Antique artefacts and works of art from the Holy Land
The ground floor of the Commissariat has a permanent exhibition of antique artefacts coming directly from the Holy Land. Many of them were brought over by Maltese missionaries who came from the Holy Land. Among the mostinteresting artefacts one finds porcelain plates bearing the official coat of arms of the Holy Land Custody, and particularly various objects made of mother-of-pearl. This artistic artefact is typical of the Holy Land and especially of the Christians living in Bethlehem. It was the Franciscan friars who introduced the art of mother-of-pearl around 1586 in order to provide work for the local Christians. The art has been handed down for generations and is still a source of income for a number of Christian families living in Bethlehem, even though nowadays it is produced on an industrial basis for the tourist market.
There are ancient carte gloriæ and the stations of the Cross made of mother-of-pearl, and they are precious because they were produced by ancient methods and manual work by the Bethlehem artists. A large Crucifix with the stations of the Cross in mother-of-pearl stands at the centre of the entrance hallway. There is also a collection of statuettes of the Child Jesus of Bethlehem, and a Neapolitan crib. The most precious among these statuettes is one of the Child Jesus in swaddling clothes. It is made in wax, and used to be venerated on the altar of St. Francis in Ta’ Ġieżu Church, and has been placed in the Commissariat for safe-keeping. Indeed, it is a property of the Commissariat, since it was made in 1726 by a Maltese lay brother residing in Bethlehem, Brother Bonaventura Fava, who had been sacristan in the Basilica of the Nativity for many years.

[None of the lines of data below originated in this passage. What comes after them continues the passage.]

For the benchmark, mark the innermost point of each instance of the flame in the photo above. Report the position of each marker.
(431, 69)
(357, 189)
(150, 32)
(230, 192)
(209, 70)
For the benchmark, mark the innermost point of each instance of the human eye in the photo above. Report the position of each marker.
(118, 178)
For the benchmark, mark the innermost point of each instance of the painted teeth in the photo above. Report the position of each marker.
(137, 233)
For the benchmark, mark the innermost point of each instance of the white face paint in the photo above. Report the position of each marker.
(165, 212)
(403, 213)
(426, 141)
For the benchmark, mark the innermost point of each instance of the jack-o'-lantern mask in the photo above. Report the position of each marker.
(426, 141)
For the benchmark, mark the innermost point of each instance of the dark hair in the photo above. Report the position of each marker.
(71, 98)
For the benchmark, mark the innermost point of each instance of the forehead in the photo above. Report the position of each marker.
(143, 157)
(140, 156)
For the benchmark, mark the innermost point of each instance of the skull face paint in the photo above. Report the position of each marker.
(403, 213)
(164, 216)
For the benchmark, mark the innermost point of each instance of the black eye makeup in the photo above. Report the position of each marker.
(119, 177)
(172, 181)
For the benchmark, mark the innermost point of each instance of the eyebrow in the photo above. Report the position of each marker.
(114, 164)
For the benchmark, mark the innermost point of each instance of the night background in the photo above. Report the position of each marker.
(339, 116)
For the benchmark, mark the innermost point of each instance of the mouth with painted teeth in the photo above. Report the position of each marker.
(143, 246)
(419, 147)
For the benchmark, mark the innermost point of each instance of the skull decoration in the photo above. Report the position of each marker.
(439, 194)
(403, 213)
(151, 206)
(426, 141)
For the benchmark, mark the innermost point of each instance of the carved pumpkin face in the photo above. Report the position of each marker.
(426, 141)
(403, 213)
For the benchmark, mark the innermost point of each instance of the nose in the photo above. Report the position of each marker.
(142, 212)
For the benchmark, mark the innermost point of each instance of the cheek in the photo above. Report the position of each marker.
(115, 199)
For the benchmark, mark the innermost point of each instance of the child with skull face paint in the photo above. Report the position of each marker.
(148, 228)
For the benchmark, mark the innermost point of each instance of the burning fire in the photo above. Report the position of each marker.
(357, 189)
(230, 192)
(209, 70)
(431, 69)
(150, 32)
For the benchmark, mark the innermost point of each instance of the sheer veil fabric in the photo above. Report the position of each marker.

Model of the Holy Sepulchre (St. Ursola Nunnery, Valletta)
An important work of art linked with the Holy Land is kept not in the Commissariat, but in the Monastery of St. Ursola in Valletta, close to the friary, where in 1584 Grand Master Cardinal Hugh Loubenx de Verdalle founded a community of cloistered Jerosolymite Nuns. Their first monastery was in Birgu, but they soon moved to the new city of Valletta. In the monastery the Nuns proudly display a small model of the Holy Sepulchre Basilica made of wood and decorated with panels of mother-of-pearl. Its dimensions are 36 x 42 cm. It has been amply documented by the Franciscan scholar Michele Piccirillo, La Nuova Gerusalemme. Artigianato Palestinese al servizio dei Luoghi Santi, Edizioni Custodia di Terra Santa 2007, pp. 77-78 and photos pp. 181-185.